Candlestick patterns are a widely used tool for analysing market price action. Many traders incorporate them into their strategies to understand what is happening in the market and to identify potential trading opportunities. While there are numerous candlestick patterns, the hammer candlestick pattern is particularly useful for the insights it offers.
This material is for informational purposes only and not financial advice. Consult a financial advisor before making investment decisions.
Table of Contents
- Key Takeaways
- Understanding the Hammer Candlestick Pattern
- FTSE 100 and FTSE 250: How the Hammer Affects Major Indices
- GBP/USD and EUR/GBP: Exchange Rates and the Hammer Candlestick Pattern
- Gold and Oil: Safe Haven Assets and the Hammer Candlestick Pattern
- Trading Concepts and Strategies
- The Premium Analytics Candlestick Screener
- Conclusion
Key Takeaways
- The hammer candlestick signals a potential bullish reversal in the market, usually after a downtrend.
- It features a small body towards the top of the candle with a long lower wick. This should be at least twice the size of the body.
- Hammer candles show a reversal of price action after a significant down move in the session, highlighting that buyers are gaining control.
- Due to the hammer candle reflecting the psychological dynamics between buyers and sellers, they can identify bullish trend reversals and impulse waves.
- The Admiral Markets Premium Analytics Screener can automatically detect various chart and candlestick patterns on over 8,000 global instruments.

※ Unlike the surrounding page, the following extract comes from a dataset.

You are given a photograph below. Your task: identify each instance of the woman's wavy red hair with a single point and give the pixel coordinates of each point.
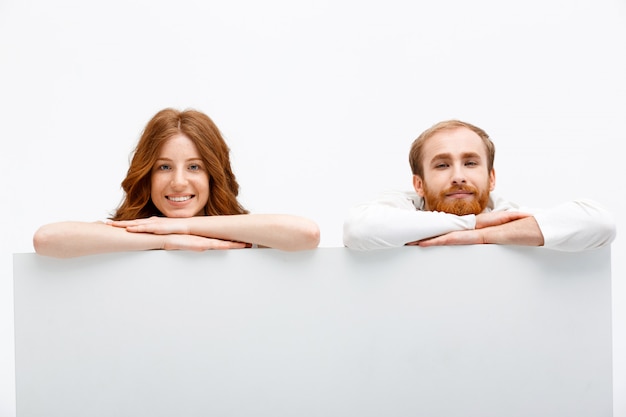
(197, 126)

Understanding the Hammer Candlestick Pattern
The hammer candlestick has several key characteristics and features. Typically, it features a small body that has developed towards the top of the wick. There may be no upper wick, in some cases, or it should be very small. The lower wick, or shadow, should be much longer and at least twice the size of the upper wick.
What does the hammer candle tell us? Every candle shows the psychological battle between the buyers and sellers of the market. The hammer is known as a bullish reversal candlestick. This is because the long lower wick shows that sellers drove it lower in the session, but buyers rejected this push lower and the price rallied back towards the top of the candle.
This reversal in price action, is why a hammer is considered to be a bullish reversal signal, signifying a capitulation from sellers to strength in buyers. As the closing price rallies back towards the opening price of the session, it further signifies the strength of buyers.
Importance in Technical Analysis: Reversal or Continuation Signal?
The hammer candlestick can be seen as a reversal and a sign of continuation depending on market context. For example, if the market is in an overall downtrend, approaching a significant level of support, a hammer candle forming may suggest that while sellers tried to break through the support level, buyers rejected the push lower and decided to step. This signals a bullish trend reversal, after a downtrend.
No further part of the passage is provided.